UMass Amherst awards 2,016 advanced degrees at graduate school commencement

AMHERST, Mass. – The Graduate School at the Amherst conferred 2,016 advanced degrees this afternoon at a Commencement ceremony at the Warren P. McGuirk Alumni Stadium on campus.

Graduates and their guests gathered late this afternoon for the commencement ceremony, which was moved outdoors this year due to COVID-19 safety protocols. A photo tribute to the graduates was also part of the ceremony.

Student speakers Alisha Jean-Denis and Ellen Smithline spoke during the 45-minute ceremony, which also included brief remarks by UMass Amherst Chancellor Kumble R. Subbaswamy.

The chancellor said, “Each one of you, through proficiency in your discipline and an understanding of its value to the world, are prepared to seek out new solutions, push the bounds of knowledge, and pursue the truth. And when misinformation and willful ignorance are countered with well-informed, critical thinking, intolerance and authoritarianism no longer fester, but shrivel up under the bright light of truth. And in that space, under that ray of light, opportunities emerge to thoughtfully and productively push through barriers.”

Jean-Denis, who received her Ph.D. in social justice education, alongside her husband, Howard, who also received a Ph.D. from UMass today, spoke of the challenges graduates faced – a global health pandemic, racism, global divides and an important national election. She recalled the words of tap dancing legend Mr. Bojangles, in a conversation with her grandfather in 1949, who said, “It’s not what you do on the stage, it’s what you do after the stage.”

“While the stage might appear differently in your life, we are all witnessing the main stage of a global health crisis and the long-standing impact of racism,” Jean-Denis said. “Amidst the backdrop of a globally issued ‘stay at home’ order would be the ongoing rupture that Black feminist scholar Christina Sharpe theorizes when she writes ‘the past that is not past, it always reappears to rupture the present.’ It is these ongoing ruptures within our every day practices and our own passivity at times that witnessing interrupts. To perform witness is to be unsettled with what we think we know as truth and recognize the spatial colonial histories that exist between the Black body, the street, the hallways of schools and the knee on the neck, while we wrestle with questions of what it means to be human in a world that is anti-Black.”

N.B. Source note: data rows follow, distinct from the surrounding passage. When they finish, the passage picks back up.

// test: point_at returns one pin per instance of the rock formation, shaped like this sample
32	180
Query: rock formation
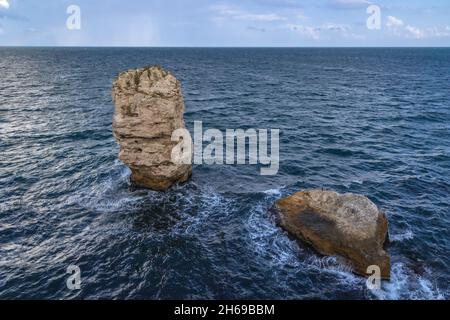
148	108
347	225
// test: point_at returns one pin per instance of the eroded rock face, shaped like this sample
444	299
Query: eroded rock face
148	108
347	225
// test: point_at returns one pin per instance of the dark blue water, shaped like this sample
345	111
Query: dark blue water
369	121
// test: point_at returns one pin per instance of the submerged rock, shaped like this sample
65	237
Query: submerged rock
347	225
148	108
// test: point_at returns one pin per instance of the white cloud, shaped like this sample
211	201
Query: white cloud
237	14
348	4
401	29
415	32
316	32
394	22
309	32
4	4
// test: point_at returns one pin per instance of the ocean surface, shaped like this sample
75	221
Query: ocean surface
368	121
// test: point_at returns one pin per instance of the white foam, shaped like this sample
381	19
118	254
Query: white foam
407	235
404	284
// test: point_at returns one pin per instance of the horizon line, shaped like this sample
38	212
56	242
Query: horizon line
226	47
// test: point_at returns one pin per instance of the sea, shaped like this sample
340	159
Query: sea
372	121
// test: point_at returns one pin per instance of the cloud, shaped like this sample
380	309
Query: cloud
309	32
348	4
316	32
399	28
4	4
237	14
415	32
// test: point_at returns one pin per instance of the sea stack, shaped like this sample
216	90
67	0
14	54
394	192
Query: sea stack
149	107
347	225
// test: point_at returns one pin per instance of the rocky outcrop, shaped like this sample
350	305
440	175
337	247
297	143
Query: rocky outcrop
148	108
347	225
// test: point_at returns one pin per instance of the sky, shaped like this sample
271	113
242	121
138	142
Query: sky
227	23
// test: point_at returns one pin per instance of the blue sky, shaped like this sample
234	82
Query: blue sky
225	23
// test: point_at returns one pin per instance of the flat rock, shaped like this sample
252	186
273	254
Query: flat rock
347	225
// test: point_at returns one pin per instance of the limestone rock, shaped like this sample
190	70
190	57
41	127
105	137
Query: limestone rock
148	108
347	225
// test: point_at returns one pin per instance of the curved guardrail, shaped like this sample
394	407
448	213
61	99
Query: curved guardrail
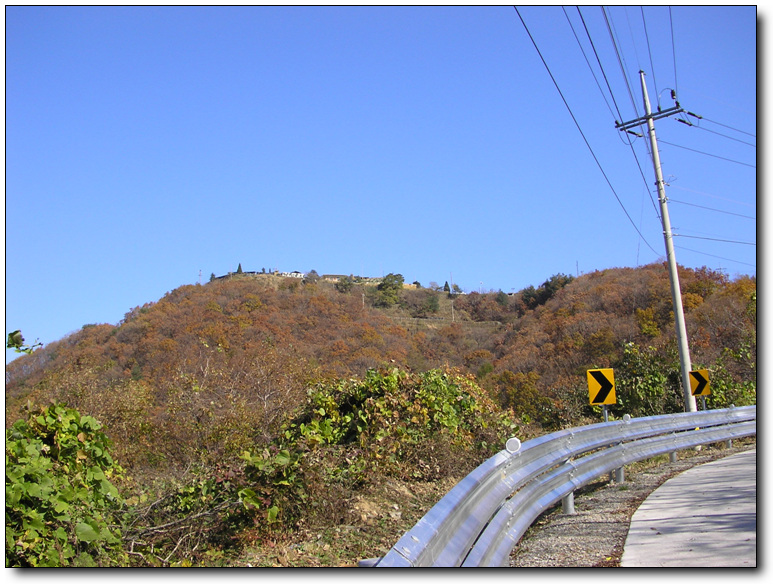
481	519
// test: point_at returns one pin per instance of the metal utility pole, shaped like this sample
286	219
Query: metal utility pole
676	294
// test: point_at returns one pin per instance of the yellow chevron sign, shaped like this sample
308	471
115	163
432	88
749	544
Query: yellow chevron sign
601	386
699	382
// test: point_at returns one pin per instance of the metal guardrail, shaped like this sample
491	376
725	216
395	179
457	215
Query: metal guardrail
481	519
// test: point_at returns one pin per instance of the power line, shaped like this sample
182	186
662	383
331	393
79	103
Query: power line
728	127
598	60
724	136
707	154
711	209
715	256
580	129
713	196
673	50
649	50
715	239
582	50
620	59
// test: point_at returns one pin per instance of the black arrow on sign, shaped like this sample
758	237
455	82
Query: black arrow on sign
702	381
605	384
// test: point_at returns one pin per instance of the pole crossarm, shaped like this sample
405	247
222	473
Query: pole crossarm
642	120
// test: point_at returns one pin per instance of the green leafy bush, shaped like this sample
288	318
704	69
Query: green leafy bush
411	426
60	507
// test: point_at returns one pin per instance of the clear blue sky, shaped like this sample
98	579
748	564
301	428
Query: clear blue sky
147	145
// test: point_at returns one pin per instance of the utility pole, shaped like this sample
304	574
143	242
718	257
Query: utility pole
676	293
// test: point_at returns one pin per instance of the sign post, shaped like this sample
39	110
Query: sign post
601	392
699	384
601	388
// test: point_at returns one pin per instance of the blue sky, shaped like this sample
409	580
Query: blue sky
147	145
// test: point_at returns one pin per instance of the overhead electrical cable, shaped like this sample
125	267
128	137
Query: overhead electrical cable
715	239
673	50
582	50
704	118
713	196
620	60
706	153
611	93
580	129
598	60
638	164
649	50
714	256
724	135
712	209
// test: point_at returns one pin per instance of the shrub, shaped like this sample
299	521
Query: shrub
60	507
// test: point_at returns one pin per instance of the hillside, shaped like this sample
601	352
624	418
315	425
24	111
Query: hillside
244	348
275	408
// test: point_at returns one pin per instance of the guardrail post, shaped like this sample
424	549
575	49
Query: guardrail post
567	504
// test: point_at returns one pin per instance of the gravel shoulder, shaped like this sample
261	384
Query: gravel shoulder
595	535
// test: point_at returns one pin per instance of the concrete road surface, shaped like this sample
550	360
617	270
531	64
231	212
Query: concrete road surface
703	517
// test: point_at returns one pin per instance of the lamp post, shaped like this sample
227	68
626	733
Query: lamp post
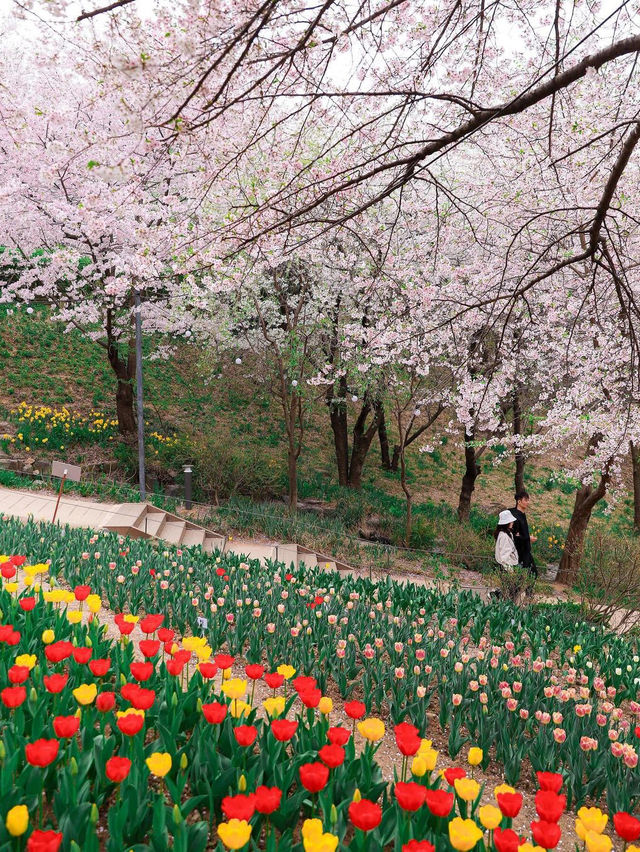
141	465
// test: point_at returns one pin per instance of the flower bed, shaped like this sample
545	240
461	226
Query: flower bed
525	693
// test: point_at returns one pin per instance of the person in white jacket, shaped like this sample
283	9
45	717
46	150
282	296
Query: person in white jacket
506	553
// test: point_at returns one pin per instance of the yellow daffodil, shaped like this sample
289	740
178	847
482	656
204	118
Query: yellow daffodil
274	706
159	763
17	820
467	789
490	816
85	693
371	729
286	671
234	688
475	756
464	834
234	834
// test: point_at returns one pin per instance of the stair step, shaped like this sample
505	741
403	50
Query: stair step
172	531
193	537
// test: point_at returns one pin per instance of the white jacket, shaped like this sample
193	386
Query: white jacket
506	553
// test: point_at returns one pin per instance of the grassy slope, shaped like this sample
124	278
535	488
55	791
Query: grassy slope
41	364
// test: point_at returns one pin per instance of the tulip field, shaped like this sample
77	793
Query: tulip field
130	716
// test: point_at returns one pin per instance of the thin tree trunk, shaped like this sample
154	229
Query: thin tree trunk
586	499
471	473
517	430
383	437
635	465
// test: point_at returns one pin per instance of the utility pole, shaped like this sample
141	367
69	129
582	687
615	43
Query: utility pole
141	467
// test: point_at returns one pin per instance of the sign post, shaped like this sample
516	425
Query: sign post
64	471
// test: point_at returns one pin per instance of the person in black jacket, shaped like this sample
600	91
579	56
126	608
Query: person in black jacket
521	535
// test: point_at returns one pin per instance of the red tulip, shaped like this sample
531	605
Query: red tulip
283	729
99	668
66	726
214	713
332	756
410	796
505	840
549	805
546	834
106	701
44	841
365	815
82	592
58	651
314	776
239	807
149	647
274	680
13	696
117	768
550	781
150	623
267	799
41	752
82	655
254	671
131	724
223	661
208	670
510	804
453	773
55	683
439	802
245	735
18	674
338	736
355	709
626	826
141	671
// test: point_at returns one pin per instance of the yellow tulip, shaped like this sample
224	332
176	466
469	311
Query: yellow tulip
286	671
17	820
234	834
234	688
159	763
274	706
592	819
371	729
464	834
325	705
490	816
85	693
475	756
467	789
597	842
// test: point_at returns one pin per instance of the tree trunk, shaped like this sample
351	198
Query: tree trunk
362	439
383	437
635	465
471	473
517	430
338	417
586	499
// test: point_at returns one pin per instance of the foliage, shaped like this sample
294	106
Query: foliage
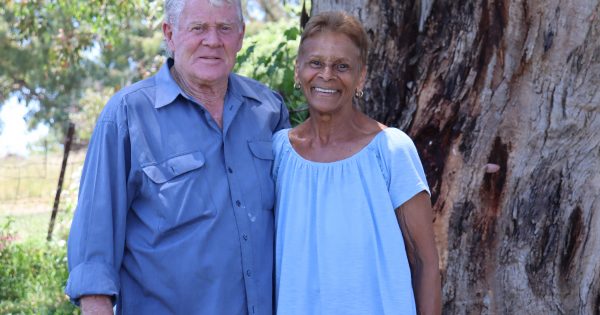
32	277
53	49
269	54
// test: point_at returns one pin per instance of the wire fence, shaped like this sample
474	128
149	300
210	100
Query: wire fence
28	185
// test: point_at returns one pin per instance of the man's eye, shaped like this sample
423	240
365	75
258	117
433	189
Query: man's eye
198	28
226	28
343	67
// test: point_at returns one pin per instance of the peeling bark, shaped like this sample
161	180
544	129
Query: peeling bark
513	83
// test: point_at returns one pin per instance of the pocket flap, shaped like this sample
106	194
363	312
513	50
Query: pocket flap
261	149
162	172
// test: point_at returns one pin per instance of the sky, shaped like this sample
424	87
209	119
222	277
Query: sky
14	136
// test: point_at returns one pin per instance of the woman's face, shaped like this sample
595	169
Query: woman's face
330	71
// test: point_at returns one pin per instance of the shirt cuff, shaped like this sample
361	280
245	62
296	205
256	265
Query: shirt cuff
92	278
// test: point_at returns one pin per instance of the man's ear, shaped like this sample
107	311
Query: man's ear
168	35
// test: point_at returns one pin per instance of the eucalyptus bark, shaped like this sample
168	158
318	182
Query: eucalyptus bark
513	83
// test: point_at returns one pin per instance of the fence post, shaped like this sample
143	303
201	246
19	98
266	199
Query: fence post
63	168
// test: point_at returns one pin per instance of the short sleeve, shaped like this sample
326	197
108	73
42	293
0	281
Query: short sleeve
279	139
401	166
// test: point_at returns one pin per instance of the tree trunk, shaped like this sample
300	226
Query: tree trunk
513	83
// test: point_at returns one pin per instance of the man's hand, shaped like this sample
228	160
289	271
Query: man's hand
96	305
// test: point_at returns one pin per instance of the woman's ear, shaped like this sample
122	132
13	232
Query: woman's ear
363	78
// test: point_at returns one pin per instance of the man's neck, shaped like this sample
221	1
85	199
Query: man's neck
211	96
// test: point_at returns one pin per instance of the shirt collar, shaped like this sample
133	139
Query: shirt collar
168	90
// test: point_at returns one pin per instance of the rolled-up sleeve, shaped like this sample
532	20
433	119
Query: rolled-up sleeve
97	236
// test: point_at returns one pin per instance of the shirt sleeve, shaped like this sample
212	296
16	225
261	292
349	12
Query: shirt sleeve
97	235
402	167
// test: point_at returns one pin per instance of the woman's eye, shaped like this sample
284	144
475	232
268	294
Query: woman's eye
315	63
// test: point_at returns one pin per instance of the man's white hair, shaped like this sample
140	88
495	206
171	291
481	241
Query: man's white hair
173	9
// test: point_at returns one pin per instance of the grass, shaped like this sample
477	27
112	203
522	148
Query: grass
28	185
34	272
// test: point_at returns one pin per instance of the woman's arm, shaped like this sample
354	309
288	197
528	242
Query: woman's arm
415	218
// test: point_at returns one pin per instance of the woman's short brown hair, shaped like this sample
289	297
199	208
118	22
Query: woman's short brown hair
339	22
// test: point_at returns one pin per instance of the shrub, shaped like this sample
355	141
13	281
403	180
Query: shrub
32	276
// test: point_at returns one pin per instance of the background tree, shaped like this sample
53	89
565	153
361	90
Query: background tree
509	82
54	51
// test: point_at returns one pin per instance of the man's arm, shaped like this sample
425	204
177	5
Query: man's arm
97	236
96	305
415	217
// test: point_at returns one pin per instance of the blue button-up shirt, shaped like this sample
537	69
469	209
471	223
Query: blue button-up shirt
175	214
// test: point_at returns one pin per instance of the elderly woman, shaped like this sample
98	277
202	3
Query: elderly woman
354	228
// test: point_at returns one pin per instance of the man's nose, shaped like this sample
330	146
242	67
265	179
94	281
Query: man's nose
327	72
211	37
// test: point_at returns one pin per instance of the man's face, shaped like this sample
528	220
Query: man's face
205	41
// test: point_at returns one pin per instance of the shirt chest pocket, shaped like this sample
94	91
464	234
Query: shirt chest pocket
263	161
178	191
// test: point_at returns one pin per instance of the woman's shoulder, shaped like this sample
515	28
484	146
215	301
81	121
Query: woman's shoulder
396	137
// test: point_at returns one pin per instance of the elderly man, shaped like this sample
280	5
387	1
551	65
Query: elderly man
175	212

Smithline, who is receiving her Ph.D. in nursing, looked back on the opportunities afforded her during the COVID-19 pandemic. She was a member of the UMass COVID Response Team that conceptualized, manufactured and distributed more than 80,000 face shields to local hospitals, skilled nursing care facilities, migrant workers and first responders in the early days of the pandemic. She also served as a nursing manager in the alternative care tents in Springfield, helping coordinate integrated care for homeless individuals who were diagnosed with or exposed to COVID-19. That experience opened another door for her as she became the director of nursing at Friends of the Homeless and Clinical and Support Options, Inc. Her dissertation focuses on emergency triage nursing.

“Our goal is to create a national nursing care model within the shelter to identify, treat and maintain both acute and chronic medical conditions and break down barriers of access to COVID testing and vaccinations,” she said. “A goal we are on the way to meeting as we have cared for over 500 individuals and had over 2,900 visits in six months. A validation that these needs exist. UMass gave me the tools to make this happen.”

Graduate School Dean Jacqueline Urla presided over the ceremony and remarked on the unusual circumstances facing the Graduate School commencement this year. She also praised the graduates for their resilience, solidarity and purpose.

“This year also made clearer than ever the inequalities in our society and the need to join arms, to help one another, to volunteer, to help alleviate suffering caused by the conjoining of our twin crises of the pandemic and racial injustice,” Urla said. “I know that many of you here today rose to the occasion and took time from your studies to participate in the efforts of mutual aid, helping in vaccine clinics, food banks, and mobilizations for social justice that took place across our communities.”

Urla also paraphrased writer Toni Morrison, recounting how Morrison worked for years at the editorial desk of Random House, where she read and discovered many talented writers well before they achieved fame, including Toni Cade Bambara, a Harlem/Brooklyn-based Black feminist and filmmaker. “Working with Bambara was a pure joy, says Morrison. She was a writer of intricately woven, almost musical, prose,” Urla said. “But what made Toni Cade Bambara so magnificent was not just her talent, it was not just her artistry, it was that she always knew the work she wanted her work to do. She wrote with purpose: to make the revolution she wanted to see, feel irresistible.”

Graduate students representing 56 countries and the U.S. were conferred their advanced degrees during the ceremony.